24. Given a large file that we don’t know how many lines are there. It
doesn’t fit into memory. We want to sample K lines from the file uniformly.
Write a program for it.

25. How to determine if one advertisement is performing better than the

26. How to evaluate classification result? What if the results are in
probability mode?
If I want to build a classifier, but the data is very unbalanced. I have a
few positive samples but a lot of negative samples. What should I do?
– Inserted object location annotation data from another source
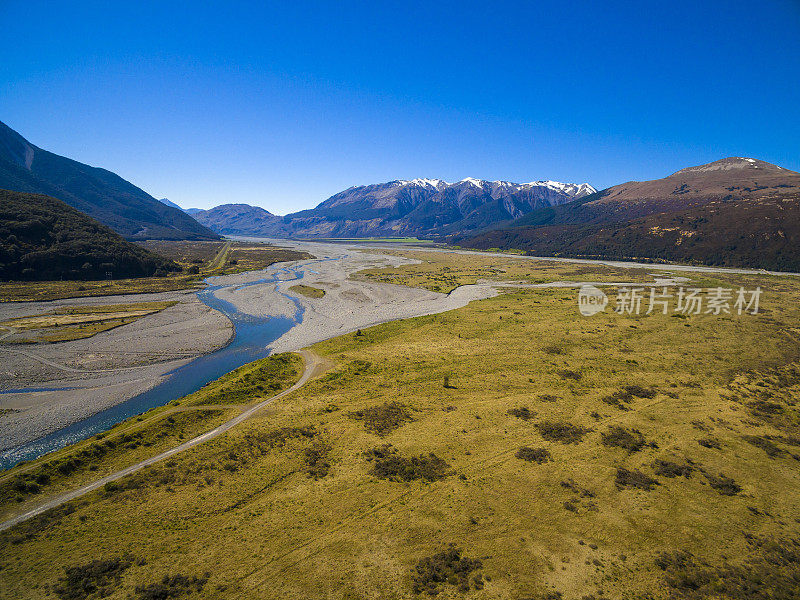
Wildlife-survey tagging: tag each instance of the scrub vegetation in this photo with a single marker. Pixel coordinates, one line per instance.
(518, 482)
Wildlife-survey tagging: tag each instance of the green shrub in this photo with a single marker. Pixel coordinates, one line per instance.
(561, 431)
(523, 413)
(724, 485)
(172, 586)
(666, 468)
(619, 437)
(388, 464)
(95, 579)
(634, 480)
(537, 455)
(448, 567)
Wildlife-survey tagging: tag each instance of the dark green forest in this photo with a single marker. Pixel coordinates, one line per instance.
(42, 238)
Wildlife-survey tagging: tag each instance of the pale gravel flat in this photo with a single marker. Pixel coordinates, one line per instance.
(131, 359)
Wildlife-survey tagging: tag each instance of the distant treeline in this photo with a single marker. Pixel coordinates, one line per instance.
(762, 234)
(42, 238)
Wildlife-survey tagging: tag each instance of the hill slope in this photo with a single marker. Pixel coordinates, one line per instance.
(43, 238)
(99, 193)
(734, 212)
(418, 207)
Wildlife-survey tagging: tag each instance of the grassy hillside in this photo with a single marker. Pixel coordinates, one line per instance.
(562, 457)
(42, 238)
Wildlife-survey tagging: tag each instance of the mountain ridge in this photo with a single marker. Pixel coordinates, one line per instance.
(43, 238)
(416, 207)
(736, 211)
(97, 192)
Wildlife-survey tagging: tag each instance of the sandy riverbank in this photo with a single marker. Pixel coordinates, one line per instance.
(103, 370)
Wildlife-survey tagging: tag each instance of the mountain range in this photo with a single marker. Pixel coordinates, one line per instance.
(417, 207)
(44, 238)
(99, 193)
(736, 211)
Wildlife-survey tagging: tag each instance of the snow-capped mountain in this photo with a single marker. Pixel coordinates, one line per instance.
(419, 207)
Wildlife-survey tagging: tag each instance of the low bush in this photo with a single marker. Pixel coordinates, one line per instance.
(537, 455)
(634, 480)
(561, 431)
(171, 586)
(568, 374)
(317, 465)
(448, 567)
(709, 442)
(619, 437)
(765, 444)
(667, 468)
(724, 485)
(95, 579)
(388, 464)
(547, 398)
(383, 419)
(523, 413)
(624, 396)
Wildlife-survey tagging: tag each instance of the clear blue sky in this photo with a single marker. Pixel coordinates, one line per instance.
(283, 104)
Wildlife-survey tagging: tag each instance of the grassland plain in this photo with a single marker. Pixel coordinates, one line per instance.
(670, 466)
(443, 271)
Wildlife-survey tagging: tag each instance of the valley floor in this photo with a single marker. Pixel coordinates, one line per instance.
(613, 456)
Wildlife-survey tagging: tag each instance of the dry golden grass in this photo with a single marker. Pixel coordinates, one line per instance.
(246, 509)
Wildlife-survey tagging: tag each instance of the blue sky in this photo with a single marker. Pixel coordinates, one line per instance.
(283, 104)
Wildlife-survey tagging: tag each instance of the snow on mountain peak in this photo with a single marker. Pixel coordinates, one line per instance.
(570, 189)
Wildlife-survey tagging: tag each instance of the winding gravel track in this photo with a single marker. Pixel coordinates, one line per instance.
(314, 365)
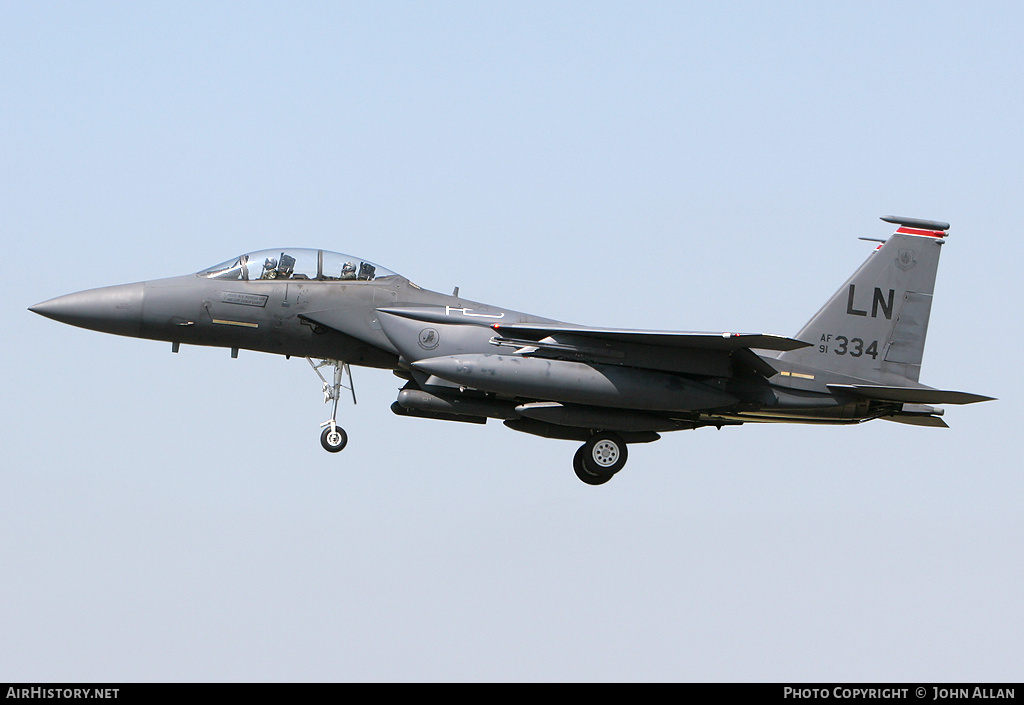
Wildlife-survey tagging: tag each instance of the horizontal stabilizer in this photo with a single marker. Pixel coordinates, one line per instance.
(906, 395)
(918, 420)
(708, 341)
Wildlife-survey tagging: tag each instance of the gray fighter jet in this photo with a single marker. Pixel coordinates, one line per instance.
(857, 359)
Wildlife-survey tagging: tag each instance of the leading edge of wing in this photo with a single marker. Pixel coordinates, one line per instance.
(708, 341)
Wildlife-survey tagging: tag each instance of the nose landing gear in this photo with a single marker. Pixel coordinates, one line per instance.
(333, 438)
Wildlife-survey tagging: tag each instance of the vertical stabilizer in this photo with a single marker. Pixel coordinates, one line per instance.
(875, 326)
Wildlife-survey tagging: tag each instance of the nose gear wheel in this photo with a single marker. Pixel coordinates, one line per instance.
(334, 438)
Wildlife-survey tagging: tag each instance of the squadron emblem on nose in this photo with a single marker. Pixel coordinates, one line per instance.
(429, 339)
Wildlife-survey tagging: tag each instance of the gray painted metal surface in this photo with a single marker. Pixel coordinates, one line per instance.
(857, 359)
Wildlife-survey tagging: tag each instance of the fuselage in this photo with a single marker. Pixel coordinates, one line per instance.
(448, 343)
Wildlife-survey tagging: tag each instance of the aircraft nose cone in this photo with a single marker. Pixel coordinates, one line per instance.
(115, 309)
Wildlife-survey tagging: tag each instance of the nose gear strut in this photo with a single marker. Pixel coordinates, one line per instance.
(334, 438)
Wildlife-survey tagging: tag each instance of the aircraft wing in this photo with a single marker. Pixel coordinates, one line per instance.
(725, 342)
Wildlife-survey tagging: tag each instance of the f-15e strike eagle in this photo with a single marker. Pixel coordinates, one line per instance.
(857, 359)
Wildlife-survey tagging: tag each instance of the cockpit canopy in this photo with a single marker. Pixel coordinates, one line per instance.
(297, 263)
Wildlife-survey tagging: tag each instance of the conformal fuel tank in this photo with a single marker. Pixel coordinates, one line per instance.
(562, 380)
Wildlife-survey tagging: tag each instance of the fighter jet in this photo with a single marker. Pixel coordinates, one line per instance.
(857, 359)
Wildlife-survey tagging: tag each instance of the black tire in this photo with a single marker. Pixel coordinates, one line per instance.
(585, 474)
(604, 454)
(334, 443)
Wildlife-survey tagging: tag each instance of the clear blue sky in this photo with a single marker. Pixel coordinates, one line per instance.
(691, 166)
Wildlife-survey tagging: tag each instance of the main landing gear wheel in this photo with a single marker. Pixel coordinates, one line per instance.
(599, 458)
(334, 440)
(585, 474)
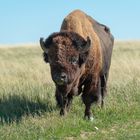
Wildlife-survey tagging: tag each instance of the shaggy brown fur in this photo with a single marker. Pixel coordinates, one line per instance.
(79, 57)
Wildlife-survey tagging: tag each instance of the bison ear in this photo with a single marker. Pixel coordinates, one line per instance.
(42, 44)
(45, 49)
(86, 45)
(84, 52)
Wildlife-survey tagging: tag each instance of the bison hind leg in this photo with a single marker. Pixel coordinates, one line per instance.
(103, 88)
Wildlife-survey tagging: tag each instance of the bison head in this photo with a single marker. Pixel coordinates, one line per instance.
(66, 52)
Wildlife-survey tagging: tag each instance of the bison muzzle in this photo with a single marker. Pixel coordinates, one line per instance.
(79, 57)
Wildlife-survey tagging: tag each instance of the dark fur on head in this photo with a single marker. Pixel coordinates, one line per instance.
(77, 40)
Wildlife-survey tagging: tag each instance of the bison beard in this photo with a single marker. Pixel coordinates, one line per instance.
(79, 57)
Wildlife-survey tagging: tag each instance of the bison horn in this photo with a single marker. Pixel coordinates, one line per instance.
(86, 46)
(42, 44)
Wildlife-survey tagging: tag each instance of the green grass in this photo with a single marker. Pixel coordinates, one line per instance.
(27, 103)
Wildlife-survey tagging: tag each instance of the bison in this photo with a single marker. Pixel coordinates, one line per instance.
(79, 57)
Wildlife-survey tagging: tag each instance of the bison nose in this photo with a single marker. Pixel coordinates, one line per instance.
(60, 79)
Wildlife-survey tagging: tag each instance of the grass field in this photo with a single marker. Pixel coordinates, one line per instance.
(27, 103)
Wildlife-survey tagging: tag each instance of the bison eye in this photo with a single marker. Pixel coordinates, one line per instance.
(73, 60)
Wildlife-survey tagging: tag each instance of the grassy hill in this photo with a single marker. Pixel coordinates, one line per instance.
(27, 103)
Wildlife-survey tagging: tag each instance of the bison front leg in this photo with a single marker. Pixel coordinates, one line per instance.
(63, 102)
(91, 94)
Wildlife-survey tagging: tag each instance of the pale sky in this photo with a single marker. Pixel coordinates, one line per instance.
(25, 21)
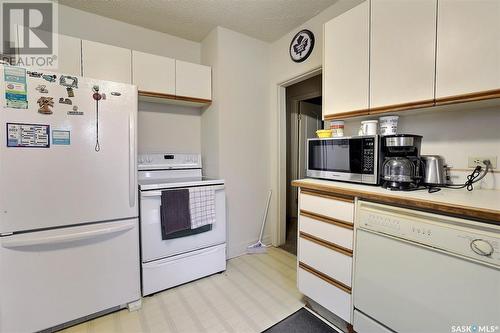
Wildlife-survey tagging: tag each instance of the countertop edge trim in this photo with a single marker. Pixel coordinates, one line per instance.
(431, 206)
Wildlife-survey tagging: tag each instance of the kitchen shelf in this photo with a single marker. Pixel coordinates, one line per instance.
(481, 99)
(148, 96)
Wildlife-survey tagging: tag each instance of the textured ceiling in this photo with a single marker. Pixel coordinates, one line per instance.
(267, 20)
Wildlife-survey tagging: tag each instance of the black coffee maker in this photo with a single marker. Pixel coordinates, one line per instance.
(402, 166)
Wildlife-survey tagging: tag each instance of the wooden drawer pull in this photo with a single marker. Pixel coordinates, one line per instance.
(326, 219)
(324, 277)
(326, 195)
(327, 244)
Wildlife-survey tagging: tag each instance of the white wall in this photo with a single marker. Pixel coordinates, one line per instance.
(454, 134)
(168, 128)
(84, 25)
(240, 112)
(210, 116)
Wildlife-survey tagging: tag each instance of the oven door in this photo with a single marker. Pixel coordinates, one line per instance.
(154, 247)
(342, 159)
(409, 287)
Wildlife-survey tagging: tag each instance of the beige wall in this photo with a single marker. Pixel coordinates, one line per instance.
(238, 119)
(454, 134)
(168, 128)
(282, 69)
(84, 25)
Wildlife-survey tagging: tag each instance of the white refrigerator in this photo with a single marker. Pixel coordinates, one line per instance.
(69, 243)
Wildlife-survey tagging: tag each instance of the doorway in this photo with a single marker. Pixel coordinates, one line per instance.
(303, 118)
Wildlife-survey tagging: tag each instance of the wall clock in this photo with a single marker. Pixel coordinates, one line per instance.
(302, 45)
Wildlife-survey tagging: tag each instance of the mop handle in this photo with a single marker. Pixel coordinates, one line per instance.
(265, 215)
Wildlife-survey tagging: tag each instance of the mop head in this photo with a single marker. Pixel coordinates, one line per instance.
(258, 247)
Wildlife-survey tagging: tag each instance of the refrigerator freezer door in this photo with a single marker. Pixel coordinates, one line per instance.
(55, 276)
(70, 183)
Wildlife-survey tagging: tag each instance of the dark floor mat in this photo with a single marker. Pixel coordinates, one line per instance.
(301, 321)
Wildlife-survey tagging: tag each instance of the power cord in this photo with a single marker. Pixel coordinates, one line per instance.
(473, 178)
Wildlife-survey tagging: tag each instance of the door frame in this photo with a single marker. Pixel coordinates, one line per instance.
(280, 228)
(295, 108)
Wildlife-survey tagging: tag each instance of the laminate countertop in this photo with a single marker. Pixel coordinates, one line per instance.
(479, 204)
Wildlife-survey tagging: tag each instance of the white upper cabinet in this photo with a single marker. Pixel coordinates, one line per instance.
(346, 61)
(153, 73)
(402, 53)
(193, 80)
(468, 47)
(69, 56)
(106, 62)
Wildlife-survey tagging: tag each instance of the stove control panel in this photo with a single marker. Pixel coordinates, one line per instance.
(168, 161)
(445, 233)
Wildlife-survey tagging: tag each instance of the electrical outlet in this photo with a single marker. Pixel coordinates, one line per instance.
(474, 161)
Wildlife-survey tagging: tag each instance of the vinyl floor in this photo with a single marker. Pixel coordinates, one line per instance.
(256, 292)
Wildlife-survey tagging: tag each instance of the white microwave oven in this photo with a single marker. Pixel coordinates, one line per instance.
(351, 159)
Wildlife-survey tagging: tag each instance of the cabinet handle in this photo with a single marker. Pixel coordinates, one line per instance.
(325, 277)
(327, 244)
(329, 220)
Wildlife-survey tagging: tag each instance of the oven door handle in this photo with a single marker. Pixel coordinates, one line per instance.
(145, 194)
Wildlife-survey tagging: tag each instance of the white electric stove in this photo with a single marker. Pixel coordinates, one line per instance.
(171, 262)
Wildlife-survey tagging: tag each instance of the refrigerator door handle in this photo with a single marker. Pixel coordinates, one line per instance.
(131, 163)
(58, 237)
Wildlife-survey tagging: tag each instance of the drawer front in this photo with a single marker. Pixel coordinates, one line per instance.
(332, 298)
(170, 272)
(333, 207)
(332, 263)
(337, 233)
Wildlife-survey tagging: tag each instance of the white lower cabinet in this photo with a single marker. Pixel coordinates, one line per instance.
(325, 253)
(327, 295)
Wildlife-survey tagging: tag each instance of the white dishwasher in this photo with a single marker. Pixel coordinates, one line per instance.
(422, 272)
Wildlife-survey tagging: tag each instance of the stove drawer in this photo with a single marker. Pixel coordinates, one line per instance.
(170, 272)
(154, 247)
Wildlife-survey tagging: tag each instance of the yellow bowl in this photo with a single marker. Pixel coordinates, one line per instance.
(324, 133)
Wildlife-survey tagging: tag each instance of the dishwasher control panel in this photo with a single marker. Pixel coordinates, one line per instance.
(450, 234)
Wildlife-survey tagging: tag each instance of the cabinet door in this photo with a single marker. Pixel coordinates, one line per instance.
(468, 47)
(402, 53)
(69, 55)
(106, 62)
(68, 52)
(345, 61)
(193, 80)
(153, 73)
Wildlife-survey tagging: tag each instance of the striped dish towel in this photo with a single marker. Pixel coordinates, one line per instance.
(202, 206)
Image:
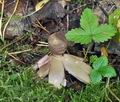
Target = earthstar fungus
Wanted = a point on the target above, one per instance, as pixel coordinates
(55, 65)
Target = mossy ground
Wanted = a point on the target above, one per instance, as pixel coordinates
(20, 84)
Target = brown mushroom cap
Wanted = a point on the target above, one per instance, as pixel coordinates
(57, 43)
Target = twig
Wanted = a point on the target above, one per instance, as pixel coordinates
(112, 93)
(15, 58)
(9, 19)
(2, 10)
(18, 52)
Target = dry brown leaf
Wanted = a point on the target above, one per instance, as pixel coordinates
(76, 67)
(56, 74)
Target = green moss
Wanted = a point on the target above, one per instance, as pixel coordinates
(23, 86)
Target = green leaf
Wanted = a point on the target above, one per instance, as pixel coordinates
(107, 71)
(103, 33)
(90, 30)
(88, 20)
(114, 17)
(100, 62)
(95, 76)
(93, 58)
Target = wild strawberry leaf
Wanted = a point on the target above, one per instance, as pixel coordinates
(95, 76)
(90, 30)
(100, 62)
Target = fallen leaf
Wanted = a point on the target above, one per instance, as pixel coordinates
(40, 5)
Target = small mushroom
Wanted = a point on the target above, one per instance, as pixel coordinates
(57, 43)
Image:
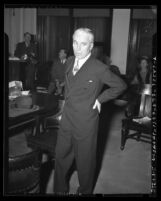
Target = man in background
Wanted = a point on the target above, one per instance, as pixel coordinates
(27, 51)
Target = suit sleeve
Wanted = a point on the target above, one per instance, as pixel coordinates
(115, 83)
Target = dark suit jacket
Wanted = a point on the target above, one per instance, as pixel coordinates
(21, 49)
(58, 71)
(81, 92)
27. Given a lot of data, I want to random sample 1% of them. How to do it

28. When a new user signs up Pinterest, we want to know its interests. We
decide to show the user a few pins, 2 pins at a time. Let the user choose
which pin s/he likes. After the user clicks on one of the 2, we select
another 2 pins.
Question: how to design the system and select the pins so that we can
achieve our goal?

29. Write a function to compute sqrt(X). Write a function to compute pow(x,
n) [square root and power)

30. Given a matrix
a b c d
e f g h
i j k l
Print it in this order:
a f k
b g l
c h
e j

31. Given a matrix and an array of words, find if the words are in the
matrix. You can search the

matrix in all directions: from left to right, right to left, up to down,
down to up, or diagonally.
For example
w o r x b
h e l o v
i n d e m

then the word “world” is in the matrix.

32. Given a coordinates, and two points A and B. How many ways to go from A
to B? You can only move up or right.
For example, from (1, 1) to (5, 7), one possible way is 1,1 -> 2, 1… 5, 1 –
> 5,2 -> ..5, 7

33. In a city where there are only vertical and horizontal streets. There
are people on the cross point. These people want to meet. Please find a
cross point to minimize the cost for all the people to move.

34. Design a job search ranking algorithm on glassdoor

35. How to identify review spam?

36. Glassdoor has this kind of data about a job : (position, company,
location, salary). For example (Software Engineer, Microsoft, Seattle, $125K
). For some records, all four entires are available. But for others, the
salary is missing. Design a way to estimate salary for those records.

37. When to send emails to users in a day can get maximum click through rate?

38. Youtube has video play log like this:
Video ID, time
vid1 t1
vid2 t2
… …
The log is super large.
Find out the top 10 played videos on youtube in a given week.

39. Write a program to copy a graph

40. A bank has this access log:
IP address, time
ip1 t1
ip2 t2
… …

If one ip accessed K times within m seconds, it may be an attack.
Given the log, identify all IPs that may cause attack.